RUU Perampasan Aset telah diinisiasi oleh Pusat Pelaporan dan Analisis Transaksi Keuangan pada 2008 di era pemerintahan Susilo Bambang Yudhoyono atau SBY. Kendati demikian, telah lebih dari satu dekade diusulkan, beleid tak kunjung.

RUU Perampasan Aset pun telah keluar masuk dalam Program Legislasi Nasional. Di 2008, Pusat Pelaporab dan Analisis Transaksi Keuangan menginisiasi penyusunan RUU Perampasan Aset tersebut. Lalu, di 2010 draf RUU Perampasan Aset selesai dibahas antarkementerian dan siap diserahkan kepada presiden untuk diusulkan kepada DPR RI.
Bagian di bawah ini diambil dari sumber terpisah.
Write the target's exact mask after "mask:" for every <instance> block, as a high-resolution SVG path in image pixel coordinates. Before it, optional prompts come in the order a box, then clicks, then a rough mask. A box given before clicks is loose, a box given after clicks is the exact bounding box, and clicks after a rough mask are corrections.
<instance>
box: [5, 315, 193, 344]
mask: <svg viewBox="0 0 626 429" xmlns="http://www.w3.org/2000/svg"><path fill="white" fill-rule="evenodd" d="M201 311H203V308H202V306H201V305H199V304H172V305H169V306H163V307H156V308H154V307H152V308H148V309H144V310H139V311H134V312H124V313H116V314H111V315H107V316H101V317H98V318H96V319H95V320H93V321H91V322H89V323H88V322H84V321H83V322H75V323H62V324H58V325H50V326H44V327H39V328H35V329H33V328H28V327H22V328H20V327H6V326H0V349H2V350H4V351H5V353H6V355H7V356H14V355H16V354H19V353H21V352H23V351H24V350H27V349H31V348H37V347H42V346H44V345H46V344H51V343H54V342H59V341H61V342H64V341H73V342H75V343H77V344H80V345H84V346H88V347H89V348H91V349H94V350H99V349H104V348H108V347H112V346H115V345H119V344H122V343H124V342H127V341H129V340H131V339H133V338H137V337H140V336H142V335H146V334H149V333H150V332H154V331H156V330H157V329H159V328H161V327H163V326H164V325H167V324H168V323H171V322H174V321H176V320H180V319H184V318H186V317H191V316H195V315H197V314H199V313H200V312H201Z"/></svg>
Selanjutnya, pada 2012 Badan Pembinaan Hukum Nasional diberi mandat menyusun naskah akademik RUU Perampasan Aset tersebut. Lalu pada 2015, DPR memasukkan RUU Perampasan Aset ke Program Legislasi Nasional (Prolegnas) jangka menengah.

Pada 2019 RUU Perampasan Aset kembali diusulkan pemerintah kepads DPR. Hingga tenggat terlewati, pembahasannya tidak kunjung selesai. Kemudian pada 2021, Badan Legislasi DPR menghapus RUU Perampasan Aset dalam daftar prolegnas dengan alasan waktu terlalu singkat.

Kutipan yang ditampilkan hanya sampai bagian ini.